Нельзя сказать, что элиты не обучались. Они адаптировались к выборам и к деятельности в публичном пространстве, учились правильно говорить. Но одновременно происходил и обратный процесс. Наряду с обучением элит новым практикам шло приспособление этих практик под запросы и возможности отсталых (наследовавших советским) и инфантильных (новых) элит. С отсталыми все более-менее понятно. Пояснения требует тезис об элитах инфантильных.

Новые элиты молоды в прямом и переносном смысле этого слова. Какое бы место они не занимали, они были захвачены энергией группового самоутверждения. Знаком этого самоутверждения стал нигилистический настрой наиболее динамичного отряда элит. Они вели себя так, как будто никакого прошлого у страны не было. Крах коммунистического режима воспринимался ими как возможность начать жизнь с нуля, как отрицание какой бы то ни было преемственности с советским временем, вне зависимости от ее знака.

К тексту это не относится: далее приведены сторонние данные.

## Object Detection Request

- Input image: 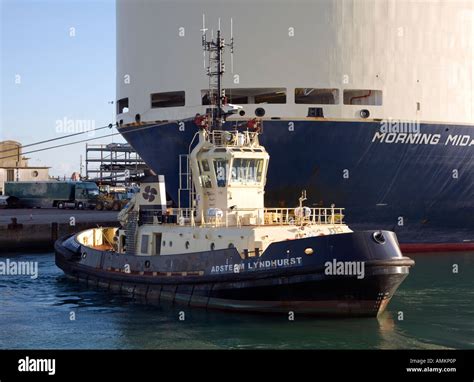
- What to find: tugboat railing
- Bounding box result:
[173,207,345,227]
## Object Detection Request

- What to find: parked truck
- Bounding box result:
[5,181,99,209]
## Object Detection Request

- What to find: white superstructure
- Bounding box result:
[117,0,474,124]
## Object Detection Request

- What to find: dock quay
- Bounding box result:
[0,208,119,253]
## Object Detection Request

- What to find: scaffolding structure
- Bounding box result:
[86,143,149,186]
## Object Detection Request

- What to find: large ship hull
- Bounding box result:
[120,118,474,251]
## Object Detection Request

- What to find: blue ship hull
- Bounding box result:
[120,119,474,250]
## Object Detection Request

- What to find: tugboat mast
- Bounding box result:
[202,20,234,130]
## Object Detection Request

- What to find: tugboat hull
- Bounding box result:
[55,231,414,316]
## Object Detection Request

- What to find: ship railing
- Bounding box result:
[264,207,344,225]
[173,207,345,227]
[207,130,259,147]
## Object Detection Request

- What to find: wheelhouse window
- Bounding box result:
[117,98,128,114]
[201,159,210,172]
[231,158,263,184]
[214,159,227,187]
[151,91,185,109]
[201,88,286,105]
[295,88,339,105]
[344,89,382,106]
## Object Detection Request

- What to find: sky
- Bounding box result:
[0,0,120,177]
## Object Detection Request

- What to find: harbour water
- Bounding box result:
[0,253,474,349]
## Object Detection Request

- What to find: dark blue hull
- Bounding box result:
[55,231,414,316]
[120,120,474,246]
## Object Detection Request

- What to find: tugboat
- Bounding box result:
[55,24,414,316]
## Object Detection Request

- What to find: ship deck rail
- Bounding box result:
[173,207,345,227]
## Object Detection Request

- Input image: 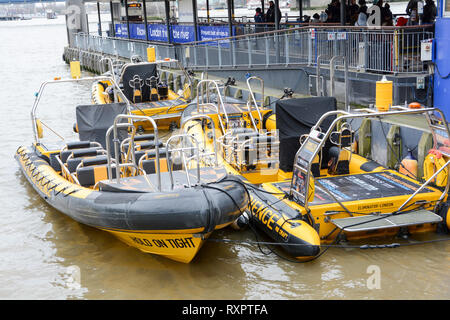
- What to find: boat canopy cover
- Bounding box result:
[276,97,337,172]
[122,64,158,101]
[76,103,127,148]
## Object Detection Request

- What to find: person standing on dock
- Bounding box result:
[253,7,265,33]
[266,1,281,29]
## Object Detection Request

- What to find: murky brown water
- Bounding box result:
[0,17,450,299]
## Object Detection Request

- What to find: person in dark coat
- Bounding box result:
[254,8,265,32]
[422,0,437,23]
[266,1,281,23]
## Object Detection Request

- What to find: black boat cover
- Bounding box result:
[276,97,337,172]
[76,103,128,148]
[122,64,158,101]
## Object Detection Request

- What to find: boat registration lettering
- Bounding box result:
[251,198,289,240]
[130,237,195,249]
[358,202,394,211]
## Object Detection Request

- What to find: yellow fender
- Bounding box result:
[36,119,44,139]
[423,149,448,187]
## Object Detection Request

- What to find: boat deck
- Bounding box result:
[273,170,440,206]
[99,168,226,193]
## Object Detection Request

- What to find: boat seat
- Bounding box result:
[140,148,183,174]
[76,164,116,187]
[134,133,155,141]
[59,146,103,163]
[66,148,106,173]
[81,155,108,167]
[66,141,101,150]
[328,146,350,175]
[134,144,166,165]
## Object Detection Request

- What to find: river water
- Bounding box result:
[0,17,450,300]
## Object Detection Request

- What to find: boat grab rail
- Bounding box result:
[197,79,229,133]
[180,114,219,166]
[291,108,450,209]
[166,134,200,190]
[31,76,131,144]
[247,76,264,130]
[106,114,161,191]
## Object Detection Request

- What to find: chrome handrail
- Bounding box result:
[31,76,131,144]
[247,76,264,130]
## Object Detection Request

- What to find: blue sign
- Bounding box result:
[130,23,145,40]
[115,23,236,46]
[172,25,195,43]
[199,26,236,47]
[148,24,167,42]
[116,23,128,38]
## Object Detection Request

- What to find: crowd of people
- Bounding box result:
[254,0,437,26]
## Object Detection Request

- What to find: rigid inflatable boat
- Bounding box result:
[15,77,248,263]
[181,79,450,260]
[92,59,191,130]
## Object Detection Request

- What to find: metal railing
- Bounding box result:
[74,32,176,60]
[179,27,433,73]
[75,25,434,73]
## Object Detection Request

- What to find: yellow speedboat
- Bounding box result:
[15,77,248,263]
[182,79,450,260]
[92,59,191,130]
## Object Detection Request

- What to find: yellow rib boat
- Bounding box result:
[15,77,248,263]
[92,59,191,130]
[181,79,450,260]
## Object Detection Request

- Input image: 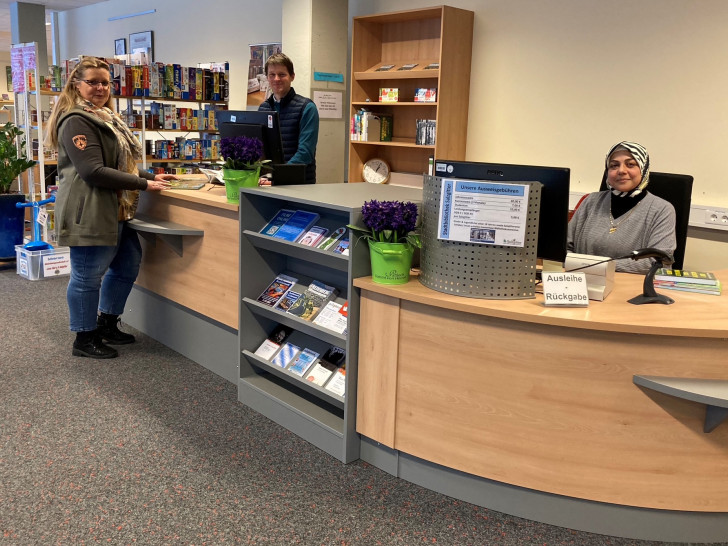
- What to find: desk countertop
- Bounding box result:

Сама по себе эта установка абсолютно нереалистическая. Она оправдана на коротких промежутках времени, когда речь идет о необходимости сделать некий прорыв. Но становится совершенно контрпродуктивной и потому обречена на поражение, когда требуется закрепиться на новых позициях.

Этого закрепления новые элиты как раз и не смогли обеспечить, поскольку не видели никого, кроме самих себя. Они вели себя так, как будто кроме тех относительно немногочисленных групп, которые были непосредственно связаны с ними, в обществе никого не существовало. В своих практических действиях и даже публичных заявлениях они зачастую демонстрировали открытое игнорирование большей части российских граждан.

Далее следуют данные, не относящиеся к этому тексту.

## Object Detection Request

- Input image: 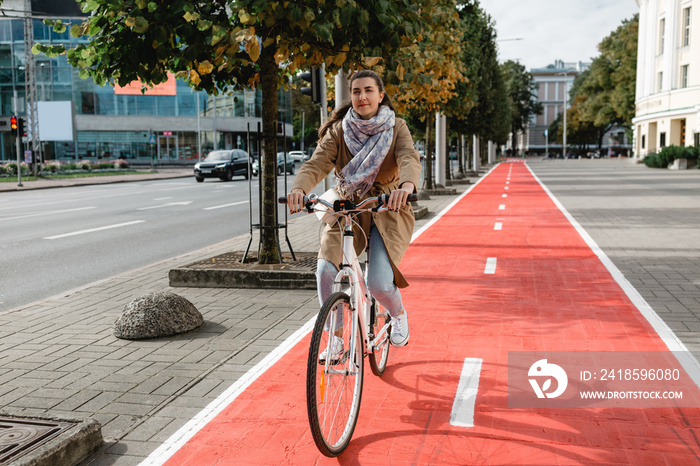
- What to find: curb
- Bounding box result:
[2,416,104,466]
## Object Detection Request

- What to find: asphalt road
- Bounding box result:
[0,177,312,312]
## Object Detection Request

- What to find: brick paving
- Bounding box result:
[0,159,700,466]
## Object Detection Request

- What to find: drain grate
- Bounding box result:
[0,418,76,464]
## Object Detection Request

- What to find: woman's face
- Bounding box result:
[351,78,384,120]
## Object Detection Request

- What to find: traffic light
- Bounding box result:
[300,66,324,104]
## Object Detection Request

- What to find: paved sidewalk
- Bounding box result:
[0,167,194,193]
[0,169,476,465]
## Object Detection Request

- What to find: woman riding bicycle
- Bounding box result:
[287,70,421,346]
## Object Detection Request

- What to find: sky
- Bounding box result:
[480,0,639,70]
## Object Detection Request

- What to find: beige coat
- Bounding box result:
[292,118,420,288]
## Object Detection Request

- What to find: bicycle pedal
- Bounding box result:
[318,358,341,366]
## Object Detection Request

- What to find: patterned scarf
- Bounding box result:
[336,105,396,199]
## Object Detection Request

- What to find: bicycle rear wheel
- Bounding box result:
[369,298,391,376]
[306,293,364,457]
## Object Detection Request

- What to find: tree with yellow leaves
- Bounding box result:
[34,0,420,264]
[386,0,466,189]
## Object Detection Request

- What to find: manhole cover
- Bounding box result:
[0,418,76,464]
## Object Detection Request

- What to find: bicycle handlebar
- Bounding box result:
[277,194,418,208]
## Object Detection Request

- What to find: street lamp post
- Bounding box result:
[559,71,569,158]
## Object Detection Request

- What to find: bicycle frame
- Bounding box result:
[329,204,390,368]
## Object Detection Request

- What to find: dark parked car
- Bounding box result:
[194,149,250,183]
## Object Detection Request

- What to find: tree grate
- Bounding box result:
[0,417,76,465]
[180,251,318,272]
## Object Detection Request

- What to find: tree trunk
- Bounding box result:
[457,134,464,175]
[423,112,435,189]
[258,47,280,264]
[445,118,452,180]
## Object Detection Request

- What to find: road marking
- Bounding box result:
[203,201,248,210]
[140,316,316,466]
[525,164,700,387]
[44,220,145,239]
[450,358,482,427]
[136,201,192,210]
[0,206,97,222]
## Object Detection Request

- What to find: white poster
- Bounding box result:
[37,100,73,141]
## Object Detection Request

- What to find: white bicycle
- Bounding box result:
[279,194,417,457]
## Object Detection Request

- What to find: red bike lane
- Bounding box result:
[147,163,700,465]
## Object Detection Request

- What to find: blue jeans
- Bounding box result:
[316,225,403,325]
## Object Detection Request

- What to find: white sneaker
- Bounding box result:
[389,311,408,346]
[318,335,345,365]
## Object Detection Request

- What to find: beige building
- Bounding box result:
[632,0,700,158]
[519,60,590,154]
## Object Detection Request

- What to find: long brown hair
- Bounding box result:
[318,70,394,139]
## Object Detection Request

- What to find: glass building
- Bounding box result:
[0,0,293,164]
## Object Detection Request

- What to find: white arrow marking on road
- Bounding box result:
[484,257,497,275]
[203,201,248,210]
[450,358,482,427]
[44,220,145,239]
[0,206,97,222]
[136,201,192,210]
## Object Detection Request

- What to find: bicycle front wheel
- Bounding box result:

Итак, новые элиты утверждали себя как группу, выстраивали иерархии, а главное задачей было – зафиксировать дистанцию, которая отделяет их от остального общества. В принципе схожие процессы характерны для любых вновь образующихся групп. Но те политические игры, в которые играли молодые элиты, были играми на исключение. Их суть сводилась к тому, чтобы как можно сильнее ограничить количество интересов, допущенных к тому или иному общественному благу. А между тем политика, и демократическая политика прежде всего, напротив, является игрой на включение. Зрелые демократические лидеры формулируют задачу таким образом, чтобы вовлечь в свою орбиту как можно больший социальный круг. Конечно, он не должен быть безразмерным, но речь всегда идет о его расширении. Если же мы посмотрим на поведение наших демократических политиков, то увидим, что они не совершали никаких попыток выйти за рамки той исходной среды, которая послужила стартом для их пути наверх на начальных этапах политической карьеры. Так, правые никогда всерьез не отстаивали интересы ни среднего, ни даже малого бизнеса. То есть они не защищали интересы людей, которые теоретически должны составлять их ядерный электорат. Отчасти это было связано с тем, что правые могли получить доступ к власти, лишь вступив в союз с административной элитой.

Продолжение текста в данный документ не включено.